3.3.5 Using the quantize Function

The average and standard deviation can be useful for crude characterization, but often do not provide sufficient detail to understand the distribution of data points. To understand the distribution in further detail, use the quantize aggregating function, as shown in the following example, which is saved in a file named wrquantize.d:

syscall::write:entry
{
  self->ts = timestamp;
}

syscall::write:return
/self->ts/
{
  @time[execname] = quantize(timestamp - self->ts);
  self->ts = 0;
}

Because each line of output becomes a frequency distribution diagram, the output of this script is substantially longer than previous scripts. The following example shows a selection of sample output:

# dtrace -s wrquantize.d 
dtrace: script 'wrquantize.d' matched 2 probes
^C
...
  bash                                              
           value  ------------- Distribution ------------- count    
            8192 |                                         0        
           16384 |@@@@@@@@@@@@@@@@@@@@@@@@@@@@@@@@         4        
           32768 |                                         0        
           65536 |                                         0        
          131072 |@@@@@@@@                                 1        
          262144 |                                         0        

  gnome-terminal                                    
           value  ------------- Distribution ------------- count    
            4096 |                                         0        
            8192 |@@@@@@@@@@@@@                            5        
           16384 |@@@@@@@@@@@@@                            5        
           32768 |@@@@@@@@@@@                              4        
           65536 |@@@                                      1        
          131072 |                                         0        

  Xorg                                              
           value  ------------- Distribution ------------- count    
            2048 |                                         0        
            4096 |@@@@@@@                                  4        
            8192 |@@@@@@@@@@@@@                            8        
           16384 |@@@@@@@@@@@@                             7        
           32768 |@@@                                      2        
           65536 |@@                                       1        
          131072 |                                         0        
          262144 |                                         0        
          524288 |                                         0        
         1048576 |                                         0        
         2097152 |@@@                                      2        
         4194304 |                                         0        

  firefox                                           
           value  ------------- Distribution ------------- count    
            2048 |                                         0        
            4096 |@@@                                      22       
            8192 |@@@@@@@@@@@                              90       
           16384 |@@@@@@@@@@@@@                            107      
           32768 |@@@@@@@@@                                72       
           65536 |@@@                                      28       
          131072 |                                         3        
          262144 |                                         0        
          524288 |                                         1        
         1048576 |                                         1        
         2097152 |                                         0

The rows for the frequency distribution are always power-of-two values. Each row indicates a count of the number of elements that are greater than or equal to the corresponding value, but less than the next larger row's value. For example, the previous output shows that firefox had 107 writes, taking between 16,384 nanoseconds and 32,767 nanoseconds, inclusive.
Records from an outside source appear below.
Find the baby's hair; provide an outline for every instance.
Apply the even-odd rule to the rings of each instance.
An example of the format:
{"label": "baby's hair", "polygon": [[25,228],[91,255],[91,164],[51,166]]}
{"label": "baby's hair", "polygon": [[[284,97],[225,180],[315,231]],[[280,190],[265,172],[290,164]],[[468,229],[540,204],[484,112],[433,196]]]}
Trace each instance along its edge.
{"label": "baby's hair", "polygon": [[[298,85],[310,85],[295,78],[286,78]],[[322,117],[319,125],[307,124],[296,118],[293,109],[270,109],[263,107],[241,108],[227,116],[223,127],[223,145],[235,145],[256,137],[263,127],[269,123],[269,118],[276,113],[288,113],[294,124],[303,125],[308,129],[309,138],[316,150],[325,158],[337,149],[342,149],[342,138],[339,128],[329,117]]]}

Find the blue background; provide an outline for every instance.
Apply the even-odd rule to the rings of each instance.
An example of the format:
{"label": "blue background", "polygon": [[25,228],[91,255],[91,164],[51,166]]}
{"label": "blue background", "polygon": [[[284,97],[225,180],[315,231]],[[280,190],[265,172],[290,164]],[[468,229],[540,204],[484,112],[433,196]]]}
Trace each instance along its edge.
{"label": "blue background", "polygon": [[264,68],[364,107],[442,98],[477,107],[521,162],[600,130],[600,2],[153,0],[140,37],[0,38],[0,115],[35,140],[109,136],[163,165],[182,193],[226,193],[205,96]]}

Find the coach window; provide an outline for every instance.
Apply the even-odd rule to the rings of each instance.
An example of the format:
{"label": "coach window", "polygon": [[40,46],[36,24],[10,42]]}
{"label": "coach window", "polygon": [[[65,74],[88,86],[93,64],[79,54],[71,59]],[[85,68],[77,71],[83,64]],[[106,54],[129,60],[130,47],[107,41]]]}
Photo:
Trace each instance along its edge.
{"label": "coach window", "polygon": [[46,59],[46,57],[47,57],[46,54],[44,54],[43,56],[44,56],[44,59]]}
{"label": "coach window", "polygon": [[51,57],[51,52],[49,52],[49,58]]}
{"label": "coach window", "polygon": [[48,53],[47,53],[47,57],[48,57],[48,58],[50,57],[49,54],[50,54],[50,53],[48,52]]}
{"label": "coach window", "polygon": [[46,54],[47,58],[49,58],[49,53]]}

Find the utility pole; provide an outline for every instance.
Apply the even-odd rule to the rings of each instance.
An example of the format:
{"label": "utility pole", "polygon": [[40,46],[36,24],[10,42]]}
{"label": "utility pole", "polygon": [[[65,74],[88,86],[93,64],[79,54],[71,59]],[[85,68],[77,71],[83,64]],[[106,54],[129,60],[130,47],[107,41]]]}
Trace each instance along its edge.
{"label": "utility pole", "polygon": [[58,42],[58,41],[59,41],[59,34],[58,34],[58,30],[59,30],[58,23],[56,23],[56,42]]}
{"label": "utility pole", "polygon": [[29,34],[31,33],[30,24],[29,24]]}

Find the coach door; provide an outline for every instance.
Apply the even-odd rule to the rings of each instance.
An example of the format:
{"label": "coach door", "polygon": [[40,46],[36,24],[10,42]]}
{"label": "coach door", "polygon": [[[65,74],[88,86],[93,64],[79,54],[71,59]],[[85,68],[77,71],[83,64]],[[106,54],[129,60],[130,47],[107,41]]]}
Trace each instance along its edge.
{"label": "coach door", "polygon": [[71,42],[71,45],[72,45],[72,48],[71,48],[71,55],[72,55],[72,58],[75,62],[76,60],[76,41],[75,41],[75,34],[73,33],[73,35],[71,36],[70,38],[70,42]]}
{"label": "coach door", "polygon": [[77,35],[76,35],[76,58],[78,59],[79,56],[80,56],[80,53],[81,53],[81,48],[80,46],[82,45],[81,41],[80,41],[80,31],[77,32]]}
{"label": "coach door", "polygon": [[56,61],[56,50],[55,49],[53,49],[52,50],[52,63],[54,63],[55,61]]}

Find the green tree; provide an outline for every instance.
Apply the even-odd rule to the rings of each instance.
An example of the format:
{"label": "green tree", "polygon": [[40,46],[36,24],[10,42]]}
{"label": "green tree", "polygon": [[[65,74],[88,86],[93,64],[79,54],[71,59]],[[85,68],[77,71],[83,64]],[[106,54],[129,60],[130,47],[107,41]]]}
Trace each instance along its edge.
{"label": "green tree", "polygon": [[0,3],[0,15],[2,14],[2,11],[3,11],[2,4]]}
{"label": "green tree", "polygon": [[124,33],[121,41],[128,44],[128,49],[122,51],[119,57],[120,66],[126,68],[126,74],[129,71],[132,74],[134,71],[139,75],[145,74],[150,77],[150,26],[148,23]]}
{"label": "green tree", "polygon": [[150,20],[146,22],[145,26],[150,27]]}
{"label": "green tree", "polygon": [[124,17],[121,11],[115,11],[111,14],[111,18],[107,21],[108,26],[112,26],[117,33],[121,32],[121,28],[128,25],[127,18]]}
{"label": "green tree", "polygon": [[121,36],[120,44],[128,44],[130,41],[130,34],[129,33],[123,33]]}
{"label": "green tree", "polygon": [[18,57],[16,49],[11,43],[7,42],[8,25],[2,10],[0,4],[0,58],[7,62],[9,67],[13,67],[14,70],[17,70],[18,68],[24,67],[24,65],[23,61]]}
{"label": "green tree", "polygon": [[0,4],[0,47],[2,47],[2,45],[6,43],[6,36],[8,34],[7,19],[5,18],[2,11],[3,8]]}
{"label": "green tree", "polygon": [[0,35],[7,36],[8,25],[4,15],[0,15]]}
The previous example shows the distribution of numbers of write times. You might also be interested in knowing which write times are contributing to the overall run time the most. You can optionally use the increment argument with the quantize function for this purpose. Note that the default value is 1, but this argument can be a D expression, as well as have negative values.

The following example shows a modified script:

 syscall::write:entry
{
  self->ts = timestamp;
}

syscall::write:return
/self->ts/
{
  self->delta = timestamp - self->ts;
  @time[execname] = quantize(self->delta, self->delta);
  self->ts = 0;
}